Zizek in Zeit

Doug Henwood dhenwood at panix.com
Mon Jun 28 10:26:32 PDT 1999


[Thanks to Anita Mage]

http://www.ZEIT.de/tag/aktuell/199926.zizekii._.html Nr. 26/1999

Die Nato - die linke Hand Gottes?

Über die Selbsttäuschung des Westens oder: Warum der Konflikt auf dem Balkan so bald kein Ende finden wird Von Slavoj Zizek

Die Bombardierung Jugoslawiens durch die Nato ist vorbei. Es ist daher an der Zeit zu fragen, welche Bedeutung dieser Krieg hinsichtlich seiner ideologisch-politischen Folgen hat. Unlängst meinte Václav Havel in einem Essay (Das Kosovo und das Ende des Nationalstaates), die Bombardierung Jugoslawiens, für die es kein UN-Mandat gab, habe "die Menschenrechte über die Rechte des Staates gestellt. (...) Dies geschah jedoch nicht in unverantwortlicher Weise, als aggressiver Akt oder in Missachtung des internationalen Rechts. Im Gegenteil. Es geschah aus Achtung vor dem Recht, einem Recht, das höher steht als jenes, das die Souveränität der Staaten schützt. Die Allianz hat aus der Achtung vor den Menschenrechten gehandelt, wie es sowohl das Gewissen als auch internationale Rechtsdokumente gebieten." Dieses "höhere Recht" habe seine "tiefsten Wurzeln außerhalb der wahrnehmbaren Welt". "Während der Staat ein Werk des Menschen ist, ist der Mensch ein Werk Gottes." Anders gesagt: Die Nato durfte internationales Recht verletzen, weil sie als unmittelbares Werkzeug des "höheren Rechts" Gottes handelte. Wenn das kein "religiöser Fundamentalismus" ist, dann entbehrt dieser Begriff jeder Bedeutung.

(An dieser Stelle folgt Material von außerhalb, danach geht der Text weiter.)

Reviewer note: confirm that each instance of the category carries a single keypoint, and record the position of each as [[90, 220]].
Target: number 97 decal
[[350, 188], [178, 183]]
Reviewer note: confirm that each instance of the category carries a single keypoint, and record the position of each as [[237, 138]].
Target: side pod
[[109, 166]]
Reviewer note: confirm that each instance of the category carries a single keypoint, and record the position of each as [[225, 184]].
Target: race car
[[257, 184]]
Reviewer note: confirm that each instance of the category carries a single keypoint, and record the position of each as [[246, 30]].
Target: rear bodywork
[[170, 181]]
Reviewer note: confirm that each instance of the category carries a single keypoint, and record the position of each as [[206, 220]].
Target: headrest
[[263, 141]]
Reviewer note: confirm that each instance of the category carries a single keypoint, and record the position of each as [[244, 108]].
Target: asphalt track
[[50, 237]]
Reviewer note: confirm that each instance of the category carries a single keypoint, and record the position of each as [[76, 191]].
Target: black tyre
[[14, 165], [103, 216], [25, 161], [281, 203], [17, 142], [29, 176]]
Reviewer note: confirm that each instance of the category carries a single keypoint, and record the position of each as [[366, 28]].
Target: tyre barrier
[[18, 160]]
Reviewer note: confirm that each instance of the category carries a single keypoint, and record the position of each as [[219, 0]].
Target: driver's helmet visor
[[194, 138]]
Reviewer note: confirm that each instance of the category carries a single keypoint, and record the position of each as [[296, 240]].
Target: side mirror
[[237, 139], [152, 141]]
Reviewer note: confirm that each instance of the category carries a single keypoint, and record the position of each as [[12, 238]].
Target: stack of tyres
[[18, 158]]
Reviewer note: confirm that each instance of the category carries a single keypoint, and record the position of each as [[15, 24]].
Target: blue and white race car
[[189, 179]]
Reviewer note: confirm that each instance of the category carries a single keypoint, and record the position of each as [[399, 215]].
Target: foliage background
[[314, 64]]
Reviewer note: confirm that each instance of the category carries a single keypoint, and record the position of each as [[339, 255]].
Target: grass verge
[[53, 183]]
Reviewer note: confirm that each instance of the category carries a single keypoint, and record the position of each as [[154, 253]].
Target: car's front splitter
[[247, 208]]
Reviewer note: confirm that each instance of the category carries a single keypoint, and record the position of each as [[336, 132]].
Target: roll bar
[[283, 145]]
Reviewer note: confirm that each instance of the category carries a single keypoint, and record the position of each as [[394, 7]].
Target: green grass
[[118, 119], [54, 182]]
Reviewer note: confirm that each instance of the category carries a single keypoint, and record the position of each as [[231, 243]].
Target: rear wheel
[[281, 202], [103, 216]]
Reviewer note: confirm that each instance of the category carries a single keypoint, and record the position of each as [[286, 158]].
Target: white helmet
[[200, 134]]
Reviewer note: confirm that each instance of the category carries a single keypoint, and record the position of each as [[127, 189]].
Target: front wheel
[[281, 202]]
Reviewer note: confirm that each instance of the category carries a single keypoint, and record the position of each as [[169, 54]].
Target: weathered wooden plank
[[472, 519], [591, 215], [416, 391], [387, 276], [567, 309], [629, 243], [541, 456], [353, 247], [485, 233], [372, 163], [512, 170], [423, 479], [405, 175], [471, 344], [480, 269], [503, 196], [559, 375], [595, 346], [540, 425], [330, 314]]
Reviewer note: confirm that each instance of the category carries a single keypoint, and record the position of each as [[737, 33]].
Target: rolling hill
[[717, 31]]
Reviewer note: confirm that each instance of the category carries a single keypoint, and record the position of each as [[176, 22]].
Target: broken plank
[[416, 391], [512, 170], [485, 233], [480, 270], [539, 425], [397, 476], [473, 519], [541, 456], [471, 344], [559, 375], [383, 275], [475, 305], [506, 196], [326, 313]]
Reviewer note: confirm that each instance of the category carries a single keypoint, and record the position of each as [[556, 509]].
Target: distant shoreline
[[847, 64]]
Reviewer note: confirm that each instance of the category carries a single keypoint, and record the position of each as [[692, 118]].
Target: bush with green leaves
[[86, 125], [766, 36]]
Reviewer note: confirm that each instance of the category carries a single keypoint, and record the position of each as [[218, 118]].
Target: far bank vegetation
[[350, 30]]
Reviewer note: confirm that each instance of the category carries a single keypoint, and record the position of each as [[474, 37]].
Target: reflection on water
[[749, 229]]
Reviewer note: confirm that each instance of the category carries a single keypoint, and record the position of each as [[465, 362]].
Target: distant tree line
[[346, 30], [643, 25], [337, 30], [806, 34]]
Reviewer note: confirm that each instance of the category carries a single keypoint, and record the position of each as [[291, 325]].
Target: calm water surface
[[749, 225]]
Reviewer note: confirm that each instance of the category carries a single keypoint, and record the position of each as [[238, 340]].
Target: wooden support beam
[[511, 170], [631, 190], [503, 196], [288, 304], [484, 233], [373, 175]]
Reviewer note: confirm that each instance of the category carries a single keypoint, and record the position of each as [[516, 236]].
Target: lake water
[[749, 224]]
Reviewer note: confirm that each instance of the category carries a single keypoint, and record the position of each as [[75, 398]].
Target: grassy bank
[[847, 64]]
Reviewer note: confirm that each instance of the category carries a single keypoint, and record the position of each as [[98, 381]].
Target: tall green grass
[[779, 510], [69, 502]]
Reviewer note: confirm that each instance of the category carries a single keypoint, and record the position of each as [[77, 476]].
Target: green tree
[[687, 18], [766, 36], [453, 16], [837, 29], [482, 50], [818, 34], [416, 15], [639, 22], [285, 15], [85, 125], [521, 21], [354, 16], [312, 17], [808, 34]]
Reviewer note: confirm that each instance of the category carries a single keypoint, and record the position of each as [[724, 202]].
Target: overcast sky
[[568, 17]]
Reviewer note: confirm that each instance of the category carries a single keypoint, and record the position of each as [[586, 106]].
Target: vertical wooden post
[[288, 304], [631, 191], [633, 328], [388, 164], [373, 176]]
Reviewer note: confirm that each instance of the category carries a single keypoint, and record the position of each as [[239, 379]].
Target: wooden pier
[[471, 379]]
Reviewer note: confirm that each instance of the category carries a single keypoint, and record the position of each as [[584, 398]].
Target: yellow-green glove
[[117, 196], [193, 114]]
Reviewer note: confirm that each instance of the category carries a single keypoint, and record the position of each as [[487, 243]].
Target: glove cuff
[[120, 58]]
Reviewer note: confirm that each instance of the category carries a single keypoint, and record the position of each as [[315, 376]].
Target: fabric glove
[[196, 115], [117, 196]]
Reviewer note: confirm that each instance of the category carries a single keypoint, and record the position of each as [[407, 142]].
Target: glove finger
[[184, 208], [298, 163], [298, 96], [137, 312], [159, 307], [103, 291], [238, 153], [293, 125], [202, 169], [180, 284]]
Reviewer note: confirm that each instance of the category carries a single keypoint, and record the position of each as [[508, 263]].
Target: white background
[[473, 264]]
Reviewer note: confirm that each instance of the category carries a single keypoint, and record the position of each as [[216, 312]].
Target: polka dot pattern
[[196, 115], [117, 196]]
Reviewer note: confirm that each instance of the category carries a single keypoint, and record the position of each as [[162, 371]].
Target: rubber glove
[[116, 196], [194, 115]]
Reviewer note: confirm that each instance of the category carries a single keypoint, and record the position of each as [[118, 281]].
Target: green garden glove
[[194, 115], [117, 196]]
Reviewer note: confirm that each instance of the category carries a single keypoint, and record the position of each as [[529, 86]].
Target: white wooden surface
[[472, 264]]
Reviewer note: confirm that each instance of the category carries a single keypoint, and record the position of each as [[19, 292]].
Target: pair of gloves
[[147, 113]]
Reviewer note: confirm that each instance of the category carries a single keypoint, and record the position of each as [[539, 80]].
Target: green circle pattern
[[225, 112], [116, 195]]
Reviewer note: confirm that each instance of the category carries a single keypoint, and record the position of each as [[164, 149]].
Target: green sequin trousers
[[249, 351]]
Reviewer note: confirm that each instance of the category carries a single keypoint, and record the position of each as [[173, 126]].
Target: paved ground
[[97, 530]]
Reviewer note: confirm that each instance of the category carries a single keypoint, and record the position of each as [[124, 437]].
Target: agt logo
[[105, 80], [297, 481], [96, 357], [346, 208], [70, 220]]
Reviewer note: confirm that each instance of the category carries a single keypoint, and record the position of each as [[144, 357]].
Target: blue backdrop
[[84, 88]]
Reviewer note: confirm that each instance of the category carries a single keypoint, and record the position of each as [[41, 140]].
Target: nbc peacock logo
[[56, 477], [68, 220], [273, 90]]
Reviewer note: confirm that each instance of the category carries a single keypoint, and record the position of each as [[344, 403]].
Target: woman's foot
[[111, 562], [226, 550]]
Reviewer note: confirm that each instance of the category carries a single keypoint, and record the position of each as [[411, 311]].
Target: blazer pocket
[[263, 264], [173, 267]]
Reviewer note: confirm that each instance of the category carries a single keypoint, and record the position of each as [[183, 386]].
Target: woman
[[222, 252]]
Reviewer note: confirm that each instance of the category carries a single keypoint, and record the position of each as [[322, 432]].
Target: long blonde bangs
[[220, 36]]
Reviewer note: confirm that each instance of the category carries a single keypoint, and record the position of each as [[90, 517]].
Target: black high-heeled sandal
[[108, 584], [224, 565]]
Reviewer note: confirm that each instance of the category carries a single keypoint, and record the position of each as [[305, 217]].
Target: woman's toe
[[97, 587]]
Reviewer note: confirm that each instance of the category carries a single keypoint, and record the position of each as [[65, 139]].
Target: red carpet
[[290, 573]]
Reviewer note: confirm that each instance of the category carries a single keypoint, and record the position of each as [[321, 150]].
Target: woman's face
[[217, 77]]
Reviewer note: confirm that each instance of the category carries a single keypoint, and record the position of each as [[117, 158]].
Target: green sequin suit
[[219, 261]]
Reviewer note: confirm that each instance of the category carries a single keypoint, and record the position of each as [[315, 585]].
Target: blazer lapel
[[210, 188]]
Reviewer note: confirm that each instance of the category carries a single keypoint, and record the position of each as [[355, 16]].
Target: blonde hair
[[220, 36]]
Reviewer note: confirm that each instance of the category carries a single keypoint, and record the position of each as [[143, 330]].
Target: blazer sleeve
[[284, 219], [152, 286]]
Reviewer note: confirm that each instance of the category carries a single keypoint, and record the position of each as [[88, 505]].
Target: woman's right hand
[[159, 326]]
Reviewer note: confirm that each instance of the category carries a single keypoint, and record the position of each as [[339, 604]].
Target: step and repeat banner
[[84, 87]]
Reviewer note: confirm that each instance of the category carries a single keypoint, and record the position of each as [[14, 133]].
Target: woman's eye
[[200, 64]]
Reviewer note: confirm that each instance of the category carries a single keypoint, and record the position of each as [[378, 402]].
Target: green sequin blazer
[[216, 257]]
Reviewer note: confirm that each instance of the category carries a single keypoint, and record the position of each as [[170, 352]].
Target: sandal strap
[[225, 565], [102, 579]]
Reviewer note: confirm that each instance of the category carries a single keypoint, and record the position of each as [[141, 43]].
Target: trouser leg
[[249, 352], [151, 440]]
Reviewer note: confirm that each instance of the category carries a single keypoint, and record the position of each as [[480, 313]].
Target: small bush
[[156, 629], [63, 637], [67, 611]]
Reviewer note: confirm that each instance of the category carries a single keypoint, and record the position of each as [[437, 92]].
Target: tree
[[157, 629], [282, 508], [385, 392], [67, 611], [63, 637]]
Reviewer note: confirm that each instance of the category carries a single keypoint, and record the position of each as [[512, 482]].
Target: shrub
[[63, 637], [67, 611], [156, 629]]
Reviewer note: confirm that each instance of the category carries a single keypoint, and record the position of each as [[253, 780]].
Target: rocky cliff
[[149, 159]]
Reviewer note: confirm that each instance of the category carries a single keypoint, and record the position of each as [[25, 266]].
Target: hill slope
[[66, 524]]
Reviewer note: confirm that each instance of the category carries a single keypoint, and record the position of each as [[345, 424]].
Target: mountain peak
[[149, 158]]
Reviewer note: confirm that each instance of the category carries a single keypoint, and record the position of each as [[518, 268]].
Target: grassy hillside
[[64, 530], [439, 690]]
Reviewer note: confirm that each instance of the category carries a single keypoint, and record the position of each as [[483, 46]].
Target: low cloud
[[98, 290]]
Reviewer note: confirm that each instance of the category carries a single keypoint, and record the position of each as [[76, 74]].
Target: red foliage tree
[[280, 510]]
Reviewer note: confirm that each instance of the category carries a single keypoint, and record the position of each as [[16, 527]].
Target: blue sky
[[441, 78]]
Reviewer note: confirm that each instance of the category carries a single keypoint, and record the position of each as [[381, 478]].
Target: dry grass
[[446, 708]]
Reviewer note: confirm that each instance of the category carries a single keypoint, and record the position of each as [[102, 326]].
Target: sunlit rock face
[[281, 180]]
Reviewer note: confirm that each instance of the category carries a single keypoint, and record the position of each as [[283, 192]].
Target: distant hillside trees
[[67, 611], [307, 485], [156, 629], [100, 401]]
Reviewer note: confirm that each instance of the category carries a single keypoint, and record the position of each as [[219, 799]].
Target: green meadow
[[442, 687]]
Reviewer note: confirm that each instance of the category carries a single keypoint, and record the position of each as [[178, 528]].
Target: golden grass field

Havels Äußerung bestätigt, was Ulrich Beck im April 1999 in der Süddeutschen Zeitung einen "militaristischen Humanismus" beziehungsweise einen "militaristischen Pazifismus" genannt hat. Das Problem ist weniger, dass es sich dabei um Orwellsche Oxymora ("Frieden ist Krieg") handelt (meiner Ansicht nach ist der pazifistische Standpunkt ein Schwindel; man sollte sich ein Herz fassen und das Paradox des militaristischen Pazifismus gutheißen). Problematisch ist auch nicht, dass die Ziele der Bombardierung nicht aus rein moralischen Erwägungen ausgewählt wurden. Das Problem ist vielmehr, dass eine rein humanitäre, rein ethische Rechtfertigung die Nato-Intervention gründlich entpolitisiert hat. Die Nato scheute nämlich eine genau definierte politische Auseinandersetzung; ihre Intervention wurde allein mit den entpolitisierten allgemeinen Menschenrechten gerechtfertigt und verbrämt. Darin erscheinen die Menschen nicht mehr als politisches Subjekt, sondern als hilfloses Opfer, aller politischen Identität beraubt und auf ihr bloßes Leiden reduziert. Meiner Auffassung nach handelt es sich bei diesem idealen Subjekt-Opfer um ein ideologisches Konstrukt der Nato.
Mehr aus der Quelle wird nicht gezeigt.